The complex acquisition schemes of the late 20th century caused a great many board members to lose oversight. Only a professional accountant or lawyer would be able to make sense of the great many links, special purpose vehicles and other specialized structures. Board members are often chosen because of their standing and past expertise, not for their current knowledge. The simpler the company structure, the easier it is to follow for board members and shareholders.

2. Truly independent board members.
Sarbanes-Oxley requires a greater number of outside board members. Individual board members should be able to acquire outside advice and be accountable for any decisions they make. Board members should be able to challenge executive decisions before they are made.

3. More influence of stakeholders.
Financial stakeholders should be engaged in (potential) management issues. Even in the SOX era, stakeholders are often informed after a decision has been made. A good example of this is ABN AMRO’s sale of LaSalle to Bank of America. This deal was made over the weekend without informing the shareholders. The decision was held up in court but only because ABN AMRO was to be sold anyway.

4. Direct influence on reward structure.
SOX requires executive compensation to be published. This doesn’t guarantee any influence over the board’s executive compensation policy. Fortis Bank’s CEO, Jean-Paul Votron has been ousted because his salary was raised 73% while at the same time Fortis chose not to pay dividend and to issue emergency stock. This was done after the decision and only because shareholders revolted. It will undoubtedly result in a golden parachute for the former CEO.

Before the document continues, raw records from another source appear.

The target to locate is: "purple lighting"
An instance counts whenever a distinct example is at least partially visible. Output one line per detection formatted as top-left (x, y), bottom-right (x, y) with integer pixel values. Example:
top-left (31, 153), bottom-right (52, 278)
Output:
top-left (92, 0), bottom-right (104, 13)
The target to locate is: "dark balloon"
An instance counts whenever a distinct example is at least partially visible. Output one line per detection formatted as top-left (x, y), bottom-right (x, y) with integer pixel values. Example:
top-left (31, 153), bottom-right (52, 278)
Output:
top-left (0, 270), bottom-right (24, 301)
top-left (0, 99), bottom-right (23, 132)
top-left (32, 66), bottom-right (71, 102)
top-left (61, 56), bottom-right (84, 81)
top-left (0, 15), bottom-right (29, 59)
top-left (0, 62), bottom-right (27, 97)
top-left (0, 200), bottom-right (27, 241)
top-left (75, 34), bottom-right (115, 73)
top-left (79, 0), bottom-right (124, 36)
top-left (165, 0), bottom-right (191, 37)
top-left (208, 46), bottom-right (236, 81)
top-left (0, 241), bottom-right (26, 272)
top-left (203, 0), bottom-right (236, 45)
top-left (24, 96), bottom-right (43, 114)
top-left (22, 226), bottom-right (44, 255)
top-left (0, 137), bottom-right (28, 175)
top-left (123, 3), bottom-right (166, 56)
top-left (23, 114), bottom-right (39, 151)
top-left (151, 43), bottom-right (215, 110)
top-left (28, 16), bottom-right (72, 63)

In the long term, Tyco should create and stimulate a corporate culture where the interest of all stakeholders comes first. A workers council, like that required by law in The Netherlands should be able to challenge management decisions. Shareholders need to get more direct influence on important company decisions and long term strategy. Other stakeholder groups should be engaged in the dialogue.


Periodical reporting could be replaced by a balanced scorecard or dashboard structure. In the information age it’s much easier to provide up to date information to stakeholders without losing a competitive edge.

Resources.

To enhance a company’s reputation there are principles to adhere to:

  • Publish what you preach. The internet is a good medium to tell the world what your company is up to.
  • Practice what you preach. Show in actions what the board tends to do about stakeholder issues. The media are an important source to show and tell.
  • Be accountable. Board members and executives should be held accountable for their actions. This doesn’t mean blamestorming but each decision should be defendable. If not, the board member or executive needs to go.
  • Training. One of the most important resources to get a good reputation is training of staff and board. If you know about SOX requirements it becomes a lot harder to say that you weren’t aware when there are issues to deal with.